L'existence de facteurs génétiques favorisant la survenue d'infections sévères
et influençant leur gravité a été démontré depuis plusieurs années par des études
épidémiologiques, des études de jumeaux ou portant sur des adoptés [3]. Ainsi,
depuis plus de 40 ans, les déficits génétiques en complément ont été associés à la
survenue d'infections bactériennes récidivantes dont des méningites à germes
encapsulés (pneumocoques, méningocoques). En dehors de ces rares déficits
immunitaires, l'existence de variants génétiques (appelés polymorphismes si leur
fréquence > 1%) au sein des gènes des protéines impliqués dans la défense de
l'hôte peut expliquer l'inégalité observée face au risque de méningite bactérienne.
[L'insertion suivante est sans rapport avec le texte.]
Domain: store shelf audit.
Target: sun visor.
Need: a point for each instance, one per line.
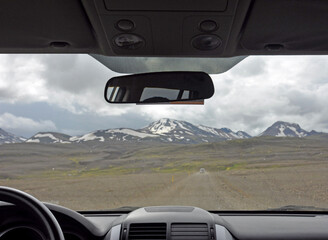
(158, 64)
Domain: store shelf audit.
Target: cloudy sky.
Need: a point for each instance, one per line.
(64, 93)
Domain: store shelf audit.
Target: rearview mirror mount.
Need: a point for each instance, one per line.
(162, 87)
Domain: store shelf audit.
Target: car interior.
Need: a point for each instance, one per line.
(211, 36)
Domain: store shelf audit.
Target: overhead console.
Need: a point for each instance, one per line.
(167, 28)
(285, 26)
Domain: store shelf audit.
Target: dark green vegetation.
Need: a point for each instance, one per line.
(257, 173)
(32, 159)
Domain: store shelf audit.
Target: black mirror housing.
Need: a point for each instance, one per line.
(161, 87)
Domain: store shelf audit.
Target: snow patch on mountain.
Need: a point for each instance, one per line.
(131, 132)
(6, 137)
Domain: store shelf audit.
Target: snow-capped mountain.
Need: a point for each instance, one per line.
(6, 137)
(285, 129)
(49, 137)
(163, 130)
(120, 134)
(171, 130)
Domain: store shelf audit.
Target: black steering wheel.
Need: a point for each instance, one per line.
(42, 213)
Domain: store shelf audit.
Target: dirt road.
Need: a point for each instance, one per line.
(206, 190)
(246, 189)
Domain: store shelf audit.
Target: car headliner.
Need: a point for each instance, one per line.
(245, 27)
Les polymorphismes suspectés de jouer un rôle négatif dans la défense antiméningite
concernent
soit
des
gènes
de
protéines
impliquées
dans
la
reconnaissance des pathogènes (récepteurs de type Toll 2 et 4, mannose binding
lectine, récepteur du fragment Fc des immunoglobulines de type IIA) dans la réaction
inflammatoire (TNF alpha, IL-1, IL-10) ou dans la coagulation (PAI-1, facteur V
Leyden).
La connaissance récente de l'ensemble du génome humain et de ses variants
ainsi que le développement de moyens de génotypage rapide à un coût faible
devraient permettre de mettre en évidence de nombreux autres polymorphismes
génétiques associés au risque de méningites bactériennes graves et d'envisager une
politique de prévention et de traitement individualisé. Cela devra se faire dans le
cadre de larges études répondant à des critères de qualité reconnus [4] et en tenant
compte des implications éthiques et sociales de cette nouvelle forme de médecine
[5].
Références:
1) Saez-Llorens X. and Mc Cracken Jr GH. Bacterial meningitis in children.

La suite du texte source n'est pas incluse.